Chaque année, au mois de février, il n’y a pas que le joyeux défilé de festivaliers en costumes colorés qui répand sa magie le long des rues de Port-of-Spain. De nombreuses autres activités viennent rythmer les semaines précédant le carnaval. Aux lendemains de Noël, les habitants de l’île rangent leurs décorations et mettent la main à la pâte pour préparer ce que d’aucuns décrivent comme le plus grand party de la planète.
Le bus remonte lentement les collines de l’île pour enfin arriver à destination. C’est à Laventille, dans ce modeste faubourg niché sur les hauteurs de la ville, qu’est né le premier steel-drum, un fût de pétrole transformé en instrument de musique devenu depuis le symbole de toute une nation. Et, quand ce bidon d’acier se met à jouer ses mélodies vivantes et enjouées, c’est toute l’île qui, instantanément, frémit, s’embrase, et, dans un seul élan, se met à sautiller.
Ainsi, l’or de Trinité-et-Tobago, c’est non seulement son pétrole – ce dernier représente un cinquième des richesses naturelles de l’île – mais aussi son contenant, le baril, qui abrite le précieux liquide. Ce dernier aurait pu appartenir pour toujours à la triste famille des objets ordinaires. C’est sans compter sur la communauté noire de l’île qui l’a hissé au rang de véritable institution.
Des mouvements de baguettes rapides, un bon sens du rythme, des refrains chaloupés, c’est ça le steel-pan qui fait danser tout Trinité-et-Tobago. Comme chaque sport national, la discipline a ses artisans, souvent des gamins de 14, 15 ans, pour qui le tambour métallique est un facteur d’intégration.

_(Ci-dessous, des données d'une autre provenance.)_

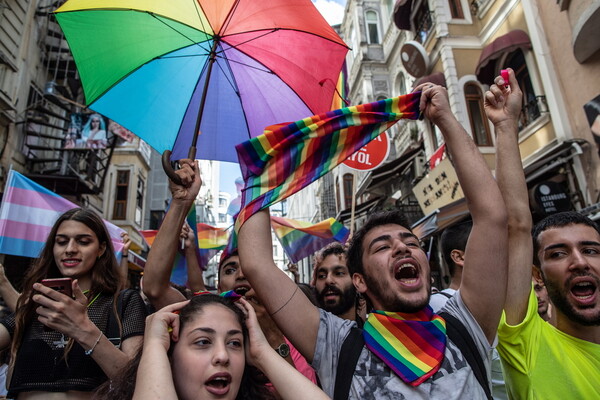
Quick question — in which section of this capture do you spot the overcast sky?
[312,0,346,25]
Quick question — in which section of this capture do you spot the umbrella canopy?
[55,0,348,162]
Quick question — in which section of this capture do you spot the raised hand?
[169,159,202,203]
[144,300,190,351]
[483,68,523,126]
[414,83,455,126]
[33,280,94,340]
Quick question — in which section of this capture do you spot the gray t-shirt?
[313,291,492,400]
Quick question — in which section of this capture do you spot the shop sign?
[344,132,390,171]
[413,158,464,215]
[533,181,571,215]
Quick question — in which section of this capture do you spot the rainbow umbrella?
[55,0,348,169]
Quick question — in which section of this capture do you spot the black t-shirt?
[0,290,146,397]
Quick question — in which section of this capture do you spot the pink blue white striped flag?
[0,170,125,260]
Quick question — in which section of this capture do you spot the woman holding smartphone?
[0,208,145,400]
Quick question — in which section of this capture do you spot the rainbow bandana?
[363,306,446,386]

Avec aisance, gracieuseté et précision, les orchestres de steel-pan tapent sur des bidons comme on martèlerait les touches d’un piano. Leurs accords donnent naissance à des musiques qui vont de la salsa au calypso en passant par le reggae. Les voir ainsi manœuvrer l’instrument avec autant d’habileté est d’autant plus surprenant qu’ils le font en mémorisant par coeur les morceaux et, parfois, sans réelle connaissance de ce qu’est une partition de musique.